The Bjarnarflag Geothermal Station in the Lake Mývatn area is the smallest geothermal station owned by Landsvirkjun and the first of its kind in Iceland. The station generates 3 MW, using the steam from the geothermal area near Námafjall Mountain.
In addition to generating 18 GWh of electricity annually, Bjarnarflag provides steam for the local district heating system and industrial use, as well as geothermal water for the nature baths at Lake Mývatn.
Geologically, Iceland is relatively young. The country is a volcanic island, located on a hotspot on the Mid-Atlantic Ocean Ridge, where the North American and Eurasian plates meet. Geothermal heat is considerable in most parts of the country, and in many places hot water from just below the surface is used to heat homes and for energy production.

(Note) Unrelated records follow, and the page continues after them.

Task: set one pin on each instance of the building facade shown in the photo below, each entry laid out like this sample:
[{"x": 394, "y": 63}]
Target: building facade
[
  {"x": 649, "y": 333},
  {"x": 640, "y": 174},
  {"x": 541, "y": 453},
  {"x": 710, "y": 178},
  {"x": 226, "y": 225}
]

When precipitation runs through the hot bedrock, the water heats up, resulting in hot springs on the surface and steam chambers underground. In low-temperature areas, hot water is primarily used to heat homes, while high temperature areas produce hot steam under pressure.
Steam is led from boreholes to turbines inside the powerhouses of geothermal plants, transforming thermal energy into electricity. The total installed capacity of geothermal energy in Iceland is 575 MW.
Landsvirkjun operates two geothermal plants with an installed capacity of 63 MW.